Dr. Brian Reid of Fred Hutchinson Cancer Research Center’s Human Biology Division was invited to speak last Thursday as part of the National Cancer Institute’s Excellence in Molecular Diagnostics lecture series.
According to the NCI, this lecture series, held on the on the main campus of the National Institutes of Health in Bethesda, Maryland, highlights “outstanding leaders who are making groundbreaking contributions in molecular diagnostics and who have demonstrated broad and integrated approaches in the development and implementation of diagnostics commensurate with emerging technologies.”
Reid’s talk, “Thinking Like a Cancer: Neoplastic Evolution in Time and Space,” detailed his take on precision medicine and his research into the evolution of esophageal cancer from the metaplastic condition Barrett’s esophagus. Reid’s goal is to understand the complex, branching evolution to cancer and how it can inform strategies to reduce overdiagnosis and overtreatment of non-progressing conditions that will not lead to cancer while also lessening underdiagnosis of individuals at high risk of developing malignancies, particularly in the case of Barrett’s and esophageal cancer.
“My definition of precision medicine for early detection is the identification of [a potentially lethal] cancer at the precise point in space and time when it can be cured by current therapies,” Reid said. Most cases of Barrett’s esophagus, or BE, never progress to cancer, and treating it “is more like a war on BE than a war on cancer,” he said.
Reid works to expand the window of opportunity in Barrett’s esophagus screening to accurately detect those patients at high risk of suddenly and rapidly progressing to esophageal cancer, while also weeding out those whose Barrett’s will remain stable.
Reid’s lecture addressed a growing understanding that Barrett’s esophagus may well be a protective mechanism against cancer. He also addressed the growing evidence that an unknown mutagen may underlie the recent rise in esophageal cancer incidence even as tobacco use — once considered a strong risk factor — has plummeted. In addition, he described his expectation that adaptive immunotherapy may well be the most promising method to treat a highly mutated cancer that lacks hallmark “driver” mutations that could be tackled by a targeted therapy.
“I don’t care how I beat cancer, I just want to beat it,” he said.
Dr. Katherine Tarlock, a clinical researcher at Fred Hutchinson Cancer Research Center, is being awarded a $100,000 grant by Northwestern Mutual Foundation, through its nonprofit partner Alex’s Lemonade Stand Foundation. The grant will support Tarlock’s research in developing therapeutic strategies to help children with leukemia.

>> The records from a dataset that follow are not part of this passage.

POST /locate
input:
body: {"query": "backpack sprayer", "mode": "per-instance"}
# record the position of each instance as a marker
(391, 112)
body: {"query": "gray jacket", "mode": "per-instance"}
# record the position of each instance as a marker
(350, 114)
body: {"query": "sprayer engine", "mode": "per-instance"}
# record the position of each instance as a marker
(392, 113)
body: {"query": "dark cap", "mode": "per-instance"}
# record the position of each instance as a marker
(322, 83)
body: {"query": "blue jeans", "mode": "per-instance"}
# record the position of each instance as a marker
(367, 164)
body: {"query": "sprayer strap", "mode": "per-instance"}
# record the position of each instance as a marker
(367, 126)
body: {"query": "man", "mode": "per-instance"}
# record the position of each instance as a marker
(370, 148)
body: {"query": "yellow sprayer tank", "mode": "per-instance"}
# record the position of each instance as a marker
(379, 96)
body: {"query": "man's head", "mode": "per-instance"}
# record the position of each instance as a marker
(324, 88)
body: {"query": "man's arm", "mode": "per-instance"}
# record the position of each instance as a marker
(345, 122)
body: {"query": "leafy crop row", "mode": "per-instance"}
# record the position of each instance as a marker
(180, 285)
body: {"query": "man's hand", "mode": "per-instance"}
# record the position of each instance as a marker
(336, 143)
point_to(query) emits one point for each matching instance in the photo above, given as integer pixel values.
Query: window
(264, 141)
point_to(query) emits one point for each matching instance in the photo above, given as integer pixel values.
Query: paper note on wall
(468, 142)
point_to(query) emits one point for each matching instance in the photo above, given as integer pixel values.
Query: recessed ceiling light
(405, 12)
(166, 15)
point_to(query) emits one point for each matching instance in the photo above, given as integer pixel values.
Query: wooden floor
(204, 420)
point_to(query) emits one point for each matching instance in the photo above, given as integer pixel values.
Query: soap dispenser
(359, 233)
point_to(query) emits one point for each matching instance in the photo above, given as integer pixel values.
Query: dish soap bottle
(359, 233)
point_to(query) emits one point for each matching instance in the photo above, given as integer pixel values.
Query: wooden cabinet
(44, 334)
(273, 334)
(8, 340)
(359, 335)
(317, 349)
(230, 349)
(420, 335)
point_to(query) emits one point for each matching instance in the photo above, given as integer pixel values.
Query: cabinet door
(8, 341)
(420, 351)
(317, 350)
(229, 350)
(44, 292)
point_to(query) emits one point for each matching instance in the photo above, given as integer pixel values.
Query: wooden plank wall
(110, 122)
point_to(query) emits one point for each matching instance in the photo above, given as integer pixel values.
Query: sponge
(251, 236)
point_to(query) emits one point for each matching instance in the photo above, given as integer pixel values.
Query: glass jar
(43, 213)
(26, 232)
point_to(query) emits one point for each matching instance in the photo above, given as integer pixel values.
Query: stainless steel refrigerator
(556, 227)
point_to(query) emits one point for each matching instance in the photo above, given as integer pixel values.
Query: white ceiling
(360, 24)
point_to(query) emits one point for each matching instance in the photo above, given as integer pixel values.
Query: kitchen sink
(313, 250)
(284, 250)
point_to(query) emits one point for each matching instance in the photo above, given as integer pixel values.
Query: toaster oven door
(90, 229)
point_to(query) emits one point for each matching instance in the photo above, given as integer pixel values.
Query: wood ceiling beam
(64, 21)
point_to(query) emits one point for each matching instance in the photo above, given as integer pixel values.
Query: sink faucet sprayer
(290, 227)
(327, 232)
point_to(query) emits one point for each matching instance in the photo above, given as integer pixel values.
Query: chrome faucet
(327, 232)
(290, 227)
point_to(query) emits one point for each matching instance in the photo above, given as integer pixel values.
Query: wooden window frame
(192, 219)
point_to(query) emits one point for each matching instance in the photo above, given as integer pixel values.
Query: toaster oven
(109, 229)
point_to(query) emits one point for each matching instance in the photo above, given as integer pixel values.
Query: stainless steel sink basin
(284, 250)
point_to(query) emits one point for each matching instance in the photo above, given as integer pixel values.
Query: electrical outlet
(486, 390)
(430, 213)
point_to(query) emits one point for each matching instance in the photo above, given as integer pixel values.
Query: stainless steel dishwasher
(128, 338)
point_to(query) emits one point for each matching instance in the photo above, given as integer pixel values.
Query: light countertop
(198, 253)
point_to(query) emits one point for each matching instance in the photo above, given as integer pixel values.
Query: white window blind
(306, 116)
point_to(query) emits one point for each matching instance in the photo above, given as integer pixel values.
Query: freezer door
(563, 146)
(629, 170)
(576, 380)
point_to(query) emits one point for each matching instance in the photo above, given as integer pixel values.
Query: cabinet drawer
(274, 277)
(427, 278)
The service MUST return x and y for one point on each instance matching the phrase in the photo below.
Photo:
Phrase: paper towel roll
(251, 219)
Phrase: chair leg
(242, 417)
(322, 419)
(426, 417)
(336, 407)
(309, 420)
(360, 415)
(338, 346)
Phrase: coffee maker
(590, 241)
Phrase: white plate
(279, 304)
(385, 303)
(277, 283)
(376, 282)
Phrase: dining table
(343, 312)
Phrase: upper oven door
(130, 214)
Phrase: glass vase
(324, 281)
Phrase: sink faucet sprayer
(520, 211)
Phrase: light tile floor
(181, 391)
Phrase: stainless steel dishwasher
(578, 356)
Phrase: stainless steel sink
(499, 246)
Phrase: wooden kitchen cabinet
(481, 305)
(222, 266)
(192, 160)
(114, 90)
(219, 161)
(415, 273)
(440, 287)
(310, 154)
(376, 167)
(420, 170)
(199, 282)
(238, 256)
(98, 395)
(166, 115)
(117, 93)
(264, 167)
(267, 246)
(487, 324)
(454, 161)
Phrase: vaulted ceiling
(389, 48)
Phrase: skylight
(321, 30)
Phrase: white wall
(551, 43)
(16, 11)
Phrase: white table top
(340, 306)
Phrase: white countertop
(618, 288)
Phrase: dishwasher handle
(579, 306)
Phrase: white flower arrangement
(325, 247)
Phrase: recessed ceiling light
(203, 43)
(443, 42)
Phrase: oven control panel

Tarlock is one of eight researchers selected for the grant funded by Northwestern Mutual nationwide.
“This grant will allow critical research needed to examine chemotherapeutic agents and the investigation of novel therapeutic strategies,” Tarlock said. “Through my work, I hope to identify novel agents that will be effective in treating children with relapsed acute myeloid leukemia. The support from this grant will allow us to take critical steps to improve our ability to offer innovative treatments to children with leukemia."
The childhood cancer grant is awarded through Alex’s Lemonade Stand Foundation’s Young Investigator Program. Specifically, the grants are designed as start-up funds for scientists at the early stages of researchers’ careers to pursue promising ideas and projects.
"We're honored to support and fund Dr. Tarlock’s passion and commitment to find the answers we need to deliver hope for children and their families,” said John Kordsmeier, president of Northwestern Mutual Foundation. "Childhood cancer is merciless and we urgently need researchers to pursue cutting edge treatments and to accelerate the search for lifesaving cures.”